Remix.run Logo
A Repository with 44 Years of Unix Evolution(spinellis.gr)
61 points by lioeters 6 hours ago | 13 comments
aap_ 7 minutes ago | parent | next [-]

Hopefully UNIX v4 will soon be in there too :)

phplovesong 4 hours ago | parent | prev | next [-]

670,000 commits. Thats big. But only 2K merges? I assume push straight to master in most cases?

mprovost 4 hours ago | parent | next [-]

I don't think either SCCS or RCS tracked merges, so everything looks like a new revision.

lionkor 4 hours ago | parent | next [-]

also rebases instead of merges wouldn't count as merges

DSpinellis an hour ago | parent [-]

I don't think the concept of a rebase existed before Bitbucker and Git.

jmclnx 2 hours ago | parent | prev [-]

Correct. I had used both at work up until around 2005. The idiot large companies I worked at did not believe in Source Code Control. That is the one thing I liked about RCS/SCCS, once I checked out an item, no one could check in their changes unless they contacted me. Forcing a coordinated manual merge between us.

I tried to get our org on to something for a while, but got massive push back until 5 or 6 years ago when they setup corporate wide paid githup repo.

Before that, I found a small group of developers around 2005 that used CVS and they allowed me to leverage that for my group. But of course I was the only one who used it.

Back then I guess people loved loosing source code, which happened a lot until git.

keybored 3 hours ago | parent | prev [-]

What did source control look like 30 years ago? Was merges used a lot? I have only used Subversion and Git.

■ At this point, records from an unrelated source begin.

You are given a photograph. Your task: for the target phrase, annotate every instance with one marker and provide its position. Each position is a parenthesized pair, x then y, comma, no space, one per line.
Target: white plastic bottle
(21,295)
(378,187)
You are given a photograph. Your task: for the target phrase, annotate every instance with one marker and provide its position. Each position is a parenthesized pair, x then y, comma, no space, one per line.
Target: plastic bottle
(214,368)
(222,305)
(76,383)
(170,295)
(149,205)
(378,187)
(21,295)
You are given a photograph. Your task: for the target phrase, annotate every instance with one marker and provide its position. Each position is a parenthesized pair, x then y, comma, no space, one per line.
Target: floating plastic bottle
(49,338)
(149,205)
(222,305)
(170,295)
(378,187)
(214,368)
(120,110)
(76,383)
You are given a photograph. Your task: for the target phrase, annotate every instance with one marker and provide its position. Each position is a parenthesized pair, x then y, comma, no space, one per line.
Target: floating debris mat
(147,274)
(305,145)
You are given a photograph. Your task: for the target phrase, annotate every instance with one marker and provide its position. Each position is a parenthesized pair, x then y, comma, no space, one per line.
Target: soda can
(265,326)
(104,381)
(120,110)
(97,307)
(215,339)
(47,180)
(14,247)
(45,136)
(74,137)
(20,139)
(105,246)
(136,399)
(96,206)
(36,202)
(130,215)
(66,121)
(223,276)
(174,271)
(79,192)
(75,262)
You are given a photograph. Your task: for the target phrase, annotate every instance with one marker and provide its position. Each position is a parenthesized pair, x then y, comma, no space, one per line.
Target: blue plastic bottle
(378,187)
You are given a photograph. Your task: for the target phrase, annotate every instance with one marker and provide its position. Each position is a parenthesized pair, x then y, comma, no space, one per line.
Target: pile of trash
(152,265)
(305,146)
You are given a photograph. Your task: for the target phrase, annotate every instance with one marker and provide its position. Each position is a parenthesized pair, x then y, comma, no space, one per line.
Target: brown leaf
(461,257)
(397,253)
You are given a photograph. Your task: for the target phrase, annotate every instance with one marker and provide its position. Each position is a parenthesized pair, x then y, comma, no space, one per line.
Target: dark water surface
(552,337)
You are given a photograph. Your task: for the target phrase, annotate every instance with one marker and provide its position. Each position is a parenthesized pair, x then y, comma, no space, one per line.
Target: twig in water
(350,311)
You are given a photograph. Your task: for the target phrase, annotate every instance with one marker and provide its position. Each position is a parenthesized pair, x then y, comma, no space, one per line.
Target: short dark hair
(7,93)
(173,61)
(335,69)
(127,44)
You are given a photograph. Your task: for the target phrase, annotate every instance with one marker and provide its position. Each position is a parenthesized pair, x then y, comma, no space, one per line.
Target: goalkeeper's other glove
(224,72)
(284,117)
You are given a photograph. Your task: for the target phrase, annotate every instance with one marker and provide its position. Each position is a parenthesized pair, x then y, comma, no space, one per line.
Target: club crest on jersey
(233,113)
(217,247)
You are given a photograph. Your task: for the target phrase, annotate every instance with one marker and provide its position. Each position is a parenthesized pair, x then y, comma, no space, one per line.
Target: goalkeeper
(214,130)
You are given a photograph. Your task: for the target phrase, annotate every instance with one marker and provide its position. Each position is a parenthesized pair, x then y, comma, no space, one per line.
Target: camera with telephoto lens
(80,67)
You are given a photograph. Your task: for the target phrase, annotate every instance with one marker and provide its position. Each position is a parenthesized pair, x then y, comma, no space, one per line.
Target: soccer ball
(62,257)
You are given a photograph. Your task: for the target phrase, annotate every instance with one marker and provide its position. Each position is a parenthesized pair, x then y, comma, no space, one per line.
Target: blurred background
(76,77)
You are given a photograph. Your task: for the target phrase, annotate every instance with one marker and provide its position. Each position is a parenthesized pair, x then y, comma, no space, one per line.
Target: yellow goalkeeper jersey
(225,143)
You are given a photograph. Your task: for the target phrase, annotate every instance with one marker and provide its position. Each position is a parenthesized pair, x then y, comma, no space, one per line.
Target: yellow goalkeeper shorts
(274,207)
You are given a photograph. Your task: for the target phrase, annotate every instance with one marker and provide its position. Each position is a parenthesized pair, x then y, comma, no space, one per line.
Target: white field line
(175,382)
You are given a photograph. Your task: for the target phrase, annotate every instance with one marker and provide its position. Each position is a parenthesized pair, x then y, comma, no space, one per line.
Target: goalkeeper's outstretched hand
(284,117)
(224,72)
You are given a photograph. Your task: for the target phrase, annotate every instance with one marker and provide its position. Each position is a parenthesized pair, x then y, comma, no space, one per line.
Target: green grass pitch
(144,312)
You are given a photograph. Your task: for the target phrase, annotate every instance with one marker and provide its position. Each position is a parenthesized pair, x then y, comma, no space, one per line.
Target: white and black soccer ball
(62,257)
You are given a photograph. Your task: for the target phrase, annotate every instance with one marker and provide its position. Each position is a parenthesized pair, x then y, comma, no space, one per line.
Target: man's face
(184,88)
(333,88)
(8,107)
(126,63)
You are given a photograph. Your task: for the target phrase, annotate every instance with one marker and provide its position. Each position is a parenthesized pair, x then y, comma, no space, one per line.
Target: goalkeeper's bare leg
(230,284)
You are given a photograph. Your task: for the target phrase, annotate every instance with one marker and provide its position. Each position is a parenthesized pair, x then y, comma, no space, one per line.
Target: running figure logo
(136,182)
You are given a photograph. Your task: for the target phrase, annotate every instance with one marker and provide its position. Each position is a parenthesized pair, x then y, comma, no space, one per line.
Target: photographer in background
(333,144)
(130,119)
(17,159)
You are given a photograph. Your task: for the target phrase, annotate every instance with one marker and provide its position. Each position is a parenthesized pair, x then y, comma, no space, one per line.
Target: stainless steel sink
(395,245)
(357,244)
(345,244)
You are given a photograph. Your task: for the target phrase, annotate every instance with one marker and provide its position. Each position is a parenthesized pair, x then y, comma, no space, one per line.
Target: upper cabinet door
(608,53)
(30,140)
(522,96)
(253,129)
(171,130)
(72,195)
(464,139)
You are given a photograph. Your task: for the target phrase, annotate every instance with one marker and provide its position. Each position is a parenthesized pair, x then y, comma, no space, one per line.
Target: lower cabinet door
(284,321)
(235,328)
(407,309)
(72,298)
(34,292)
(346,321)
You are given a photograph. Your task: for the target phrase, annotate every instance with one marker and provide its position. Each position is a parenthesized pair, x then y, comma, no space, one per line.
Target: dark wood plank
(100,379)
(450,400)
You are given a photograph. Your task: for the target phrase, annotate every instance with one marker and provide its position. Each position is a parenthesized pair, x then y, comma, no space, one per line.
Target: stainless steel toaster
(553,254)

whynotmaybe a minute ago | parent | next [-]

Don't know about 30 years ago but 25 years ago in a small shop, the code was on a network share, on the production server.

And whenever a code file was locked on the server, the Devs went into the server room (aka the break room with a computer) and rebooted the server. The production server that was used by 30+ employees.

DSpinellis 2 hours ago | parent | prev | next [-]

30 years ago (1995) open source offerings: mostly CVS for large projects and RCS for smaller ones. On the proprietary side, the aged SCCS was available and used, while Perforce and Microsoft Visual Source Safe were being launched.

kps 43 minutes ago | parent | prev | next [-]

A stack of labelled backup tapes.

Whereas today, we have a stack of virtual backup tapes plus a DAG on the labels.

jmclnx 2 hours ago | parent | prev [-]

IN 1995, I think there were some proprietary offerings, one company in Massachusetts was purchased by IBM back then.

But on the minis (non-DEC) I worked on back then, there was nothing. We kept a specific drive that had source current source, but once in production you just copied the change version to that drive, replacing what was already there. As you can guess, changes disappeared often :) And there was no change history, but we would tag each line changed with our 3 character ID.

DSpinellis 4 hours ago | parent | prev | next [-]

I published an updated extension of this post's linked article in Empirical Software Engineering. You can read it without a paywall at https://rdcu.be/b7FzE. You may also be interested to see the actual GitHub repository at https://github.com/dspinellis/unix-history-repo.

werdl 5 hours ago | parent | prev [-]

Interesting to see the decisions they took regarding which flavours they chose to include.